Sus compañeros discreparon sobre dónde enterrarlo. Algunos dijeron: “Ponedlo en su armadura y arrojadlo al agua.” Otros dijeron: “Cortadle la cabeza y dejad su cuerpo entre los muertos.” Entonces su hijo dijo: “No, por Allah, los perros no comerán a mi padre.” Algunos dijeron: “Enterradlo en al-ʿAbbāsiyya.” Otros dijeron: “Enterradlo en una fosa fangosa.” Así lo hicieron, enterrándolo en una fosa fangosa. Vertieron agua sobre la tumba para que no se supiera su ubicación.

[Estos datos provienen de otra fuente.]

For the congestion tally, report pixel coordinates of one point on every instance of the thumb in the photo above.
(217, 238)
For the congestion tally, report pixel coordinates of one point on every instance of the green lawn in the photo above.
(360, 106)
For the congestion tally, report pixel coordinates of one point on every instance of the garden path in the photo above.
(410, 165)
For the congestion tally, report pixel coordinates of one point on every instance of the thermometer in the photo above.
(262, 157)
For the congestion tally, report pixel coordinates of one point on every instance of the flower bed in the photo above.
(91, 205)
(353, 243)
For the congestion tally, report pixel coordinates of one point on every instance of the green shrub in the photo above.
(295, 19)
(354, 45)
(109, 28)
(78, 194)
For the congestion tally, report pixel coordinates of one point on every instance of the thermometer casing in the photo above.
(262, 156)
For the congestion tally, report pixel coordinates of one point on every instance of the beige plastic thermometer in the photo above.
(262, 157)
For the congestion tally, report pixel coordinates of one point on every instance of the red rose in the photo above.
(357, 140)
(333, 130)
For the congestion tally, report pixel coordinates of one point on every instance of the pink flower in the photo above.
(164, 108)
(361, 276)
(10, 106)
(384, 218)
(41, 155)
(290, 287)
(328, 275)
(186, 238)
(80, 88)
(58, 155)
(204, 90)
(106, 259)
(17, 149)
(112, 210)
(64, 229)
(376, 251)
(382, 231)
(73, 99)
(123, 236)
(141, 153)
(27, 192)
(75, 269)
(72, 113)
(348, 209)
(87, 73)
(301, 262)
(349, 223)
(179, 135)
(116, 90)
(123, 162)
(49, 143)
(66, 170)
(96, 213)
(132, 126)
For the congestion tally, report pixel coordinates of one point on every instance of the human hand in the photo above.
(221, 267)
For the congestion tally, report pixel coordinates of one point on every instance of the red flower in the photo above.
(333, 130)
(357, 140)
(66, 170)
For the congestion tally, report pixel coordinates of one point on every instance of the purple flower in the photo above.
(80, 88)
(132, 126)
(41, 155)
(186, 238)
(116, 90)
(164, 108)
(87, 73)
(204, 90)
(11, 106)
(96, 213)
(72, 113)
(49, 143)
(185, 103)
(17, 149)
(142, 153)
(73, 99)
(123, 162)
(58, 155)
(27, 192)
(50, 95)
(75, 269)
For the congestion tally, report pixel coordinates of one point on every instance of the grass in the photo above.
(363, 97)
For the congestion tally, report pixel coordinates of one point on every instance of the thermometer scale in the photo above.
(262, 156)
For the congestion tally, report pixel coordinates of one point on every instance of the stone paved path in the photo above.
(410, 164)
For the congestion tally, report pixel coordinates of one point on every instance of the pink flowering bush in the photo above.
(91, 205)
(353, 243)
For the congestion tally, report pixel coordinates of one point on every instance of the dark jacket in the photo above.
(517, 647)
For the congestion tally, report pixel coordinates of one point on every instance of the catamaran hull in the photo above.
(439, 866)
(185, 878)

Sus hombres se desanimaron, pues ahora estaban sin líder. Ya no tenían un comandante bajo el cual luchar. Al amanecer, no tenían un líder que los pusiera en movimiento. Yūsuf b. ʿUmar buscó entre los heridos, con la esperanza de encontrar a Zayd entre ellos. Un liberto sindhi de Zayd vino y dijo que había visto dónde fue enterrado. Mostró la tumba. Entonces, Yūsuf exhumó a Zayd, ordenó que lo colgaran de un árbol en Kunāsa, y junto con él Nasr b. Khuzayma, Muʿāwiya b. Isḥāq b. Zayd b. Ḥāritha al-Anṣārī y Ziyād al-Madīnī también fueron colgados. Se dice que Zayd permaneció colgado durante cuatro años, luego fue bajado y quemado. Allah sabe mejor.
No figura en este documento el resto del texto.